Buying ‘responsibly farmed’ salmon may be ethically worse then buying battery chickens
If you are confident you’re buying sustainable or organic smoked salmon this Christmas, you are in for a shock. Almost all the Scottish salmon sold at UK supermarkets as ‘responsibly sourced’ or ‘responsibly farmed’ – whether smoked, fresh or poached – is nothing of the sort. In fact, shelling out for ‘responsibly farmed’ salmon is ethically down there with buying battery chickens.
‘The responsibly-sourced label is complete greenwashing’ says Andrew Graham-Stewart, Director of Salmon and Trout Conservation Scotland. It fails to address the issues that beset the farmed salmon industry: overcrowding, sea-lice, animal welfare and the use of wild-caught fish to feed farmed fish.

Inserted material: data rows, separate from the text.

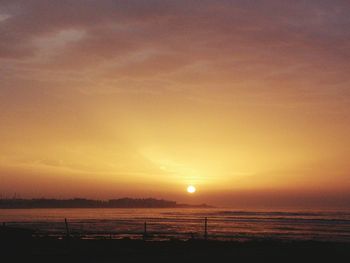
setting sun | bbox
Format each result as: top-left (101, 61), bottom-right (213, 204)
top-left (187, 185), bottom-right (196, 194)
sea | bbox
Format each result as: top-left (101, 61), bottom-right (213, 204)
top-left (0, 208), bottom-right (350, 242)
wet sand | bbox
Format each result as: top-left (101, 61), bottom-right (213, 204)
top-left (1, 238), bottom-right (350, 262)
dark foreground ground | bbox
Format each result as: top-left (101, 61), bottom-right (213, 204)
top-left (0, 231), bottom-right (350, 263)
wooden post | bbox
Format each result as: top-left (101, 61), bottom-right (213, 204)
top-left (64, 218), bottom-right (70, 238)
top-left (143, 221), bottom-right (147, 239)
top-left (204, 217), bottom-right (208, 240)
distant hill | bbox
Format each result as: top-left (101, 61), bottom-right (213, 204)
top-left (0, 198), bottom-right (211, 209)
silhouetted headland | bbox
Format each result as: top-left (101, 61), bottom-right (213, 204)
top-left (0, 198), bottom-right (212, 209)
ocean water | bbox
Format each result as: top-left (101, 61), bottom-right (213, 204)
top-left (0, 208), bottom-right (350, 242)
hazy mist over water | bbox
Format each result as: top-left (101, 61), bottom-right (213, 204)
top-left (0, 208), bottom-right (350, 242)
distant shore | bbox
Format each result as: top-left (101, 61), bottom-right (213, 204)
top-left (0, 198), bottom-right (213, 209)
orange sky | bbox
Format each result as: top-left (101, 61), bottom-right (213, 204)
top-left (0, 0), bottom-right (350, 207)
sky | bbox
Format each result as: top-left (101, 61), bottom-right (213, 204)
top-left (0, 0), bottom-right (350, 208)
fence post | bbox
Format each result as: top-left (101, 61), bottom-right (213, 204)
top-left (143, 221), bottom-right (147, 240)
top-left (64, 218), bottom-right (70, 238)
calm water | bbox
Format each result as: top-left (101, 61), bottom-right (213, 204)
top-left (0, 209), bottom-right (350, 242)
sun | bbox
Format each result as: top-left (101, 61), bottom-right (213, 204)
top-left (187, 185), bottom-right (196, 194)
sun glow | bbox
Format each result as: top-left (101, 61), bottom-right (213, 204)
top-left (187, 185), bottom-right (196, 194)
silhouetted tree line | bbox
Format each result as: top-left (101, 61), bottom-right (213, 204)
top-left (0, 198), bottom-right (207, 208)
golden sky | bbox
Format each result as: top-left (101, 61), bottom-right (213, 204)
top-left (0, 0), bottom-right (350, 207)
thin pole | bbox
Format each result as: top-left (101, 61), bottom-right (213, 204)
top-left (64, 218), bottom-right (70, 237)
top-left (143, 221), bottom-right (147, 239)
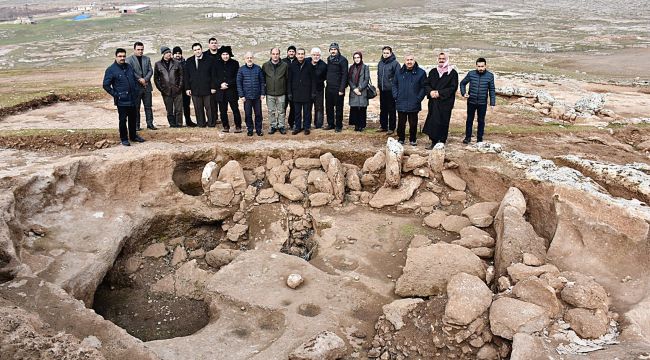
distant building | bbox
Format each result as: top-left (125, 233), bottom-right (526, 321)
top-left (203, 13), bottom-right (239, 20)
top-left (120, 5), bottom-right (149, 14)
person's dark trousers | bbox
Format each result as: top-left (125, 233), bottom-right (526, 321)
top-left (178, 91), bottom-right (192, 125)
top-left (293, 101), bottom-right (311, 130)
top-left (397, 112), bottom-right (418, 142)
top-left (219, 99), bottom-right (241, 129)
top-left (325, 88), bottom-right (345, 129)
top-left (313, 89), bottom-right (325, 129)
top-left (117, 106), bottom-right (138, 141)
top-left (208, 94), bottom-right (219, 127)
top-left (350, 106), bottom-right (368, 130)
top-left (135, 90), bottom-right (153, 128)
top-left (163, 94), bottom-right (183, 127)
top-left (284, 100), bottom-right (295, 129)
top-left (465, 102), bottom-right (487, 141)
top-left (244, 99), bottom-right (262, 133)
top-left (379, 90), bottom-right (397, 131)
top-left (192, 95), bottom-right (211, 127)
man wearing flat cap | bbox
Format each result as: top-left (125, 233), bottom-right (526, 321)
top-left (153, 46), bottom-right (183, 127)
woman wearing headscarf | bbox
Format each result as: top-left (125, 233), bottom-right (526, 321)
top-left (348, 51), bottom-right (370, 131)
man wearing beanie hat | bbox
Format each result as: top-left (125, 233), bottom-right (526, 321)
top-left (172, 46), bottom-right (196, 127)
top-left (323, 43), bottom-right (348, 132)
top-left (153, 46), bottom-right (183, 127)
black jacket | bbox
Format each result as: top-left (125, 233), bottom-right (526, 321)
top-left (327, 54), bottom-right (348, 92)
top-left (287, 59), bottom-right (316, 103)
top-left (183, 55), bottom-right (219, 96)
top-left (215, 59), bottom-right (239, 101)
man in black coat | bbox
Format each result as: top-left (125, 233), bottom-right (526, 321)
top-left (216, 46), bottom-right (241, 133)
top-left (183, 43), bottom-right (218, 127)
top-left (422, 53), bottom-right (458, 150)
top-left (323, 43), bottom-right (348, 132)
top-left (287, 48), bottom-right (316, 135)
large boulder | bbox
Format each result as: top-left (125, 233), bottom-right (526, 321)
top-left (386, 137), bottom-right (404, 187)
top-left (445, 273), bottom-right (492, 326)
top-left (370, 176), bottom-right (422, 208)
top-left (490, 297), bottom-right (551, 340)
top-left (395, 243), bottom-right (485, 297)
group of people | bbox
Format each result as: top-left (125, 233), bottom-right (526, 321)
top-left (103, 38), bottom-right (496, 148)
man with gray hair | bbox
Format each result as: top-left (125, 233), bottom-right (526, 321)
top-left (262, 47), bottom-right (289, 135)
top-left (308, 47), bottom-right (327, 129)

Concern over the ‘responsible’ mislabeling sparked over 115,000 people to sign and deliver a petition to Marks & Spencer this autumn, asking for the supermarket to stop labelling unsustainable, factory-farmed salmon as ‘responsibly sourced’.
Salmon dance and petition hand in event at M&S’ London HQ, August 2021
Campaigners have asked the Advertising Standards Association for the ‘responsibly sourced’ label to be investigated and suspended. M&S replies that ‘we may not find middle ground on our views’.
The Scottish farmed salmon industry is worth £1bn annually and the Scottish government is keen to protect it. But calls for more rigorous regulation and better conditions for salmon are growing louder, not only to stop mortality – about 1 in 4 farmed fish die every year, often of parasites and diseases - but to monitor and control the number of sea lice which grow in the open tanks and attack the fish.
Factory farmed Salmon action by Ocean Rebellion outside Marks and Spencers in the Willows, Torquay Saturday 11th December
Graham-Stewart argues that ‘If the supermarkets were being honest, they would say on the label what the sea-lice record at that particular farm was and what the full production cycle mortality rates of the fish were there.’
Although the Scottish Government in March this year did make it mandatory to declare how many sea lice were found on farms, levels are still shocking; and reporting is opaque.
A farmed salmon being eaten by sea lice - credit - Corin Smith
The company MOWI, for example, accredited by the Soil Association and stocked in Tesco and Sainsbury’s, has a farm which has only had two weeks this year when levels of sea lice have been inside the industry’s code of good practice. In MOWI’s ‘organic’ farm in Loch Harport, Skye, the company recorded sea lice six times above industry suggested levels last month (reports found six per fish, as opposed to the one it should be).
But the problem is global - a huge survey of 29 European supermarkets revealed in November revealed that 76% of supermarkets have a ‘near-total lack of substantive policies’ to address the lack of sustainability and transparency in their farmed fish supply chains. It found no retailer had a clear target for the reduction and phased-out elimination of wild-caught fish in feed.
Many argue that what are most at risk are the endangered, natural cousins of farmed fish – wild salmon - which swim in the freshwater outside the farms. ‘The survival of these astonishing fish is at risk’ says Sir David Attenborough citing ‘the spread of parasites, diseases, and fish escaping from open-cage salmon farms…’ as one of the critical factors ‘threatening their very survival.’
Not only are wild salmon at danger from interbreeding with farmed salmon escapees, but the sea lice can eat young, wild salmon alive, as Graham-Stewart explains:
‘Once sea lice get into a salmon farm, it's a perfect storm. The sea lice are able to breed in huge numbers and because the cages are open nets, the sea lice larvae just spread out into the wider environment. Sea lice larvae can spread for 20 or 30 kilometers before they finally perish, and in that time, whilst they are in the natural environment, they are seeking wild hosts to latch onto to continue their lifecycle. If a juvenile salmon or sea trout picks up more than about eleven or twelve sea-lice larvae, they will almost certainly die. They're just not adapted to coping with that number of these parasites which literally eat the mucus and the flesh of the fish and kill them alive.’
So how can you enjoy salmon this Christmas? If you want to eat responsibly, salmon has to be off the menu.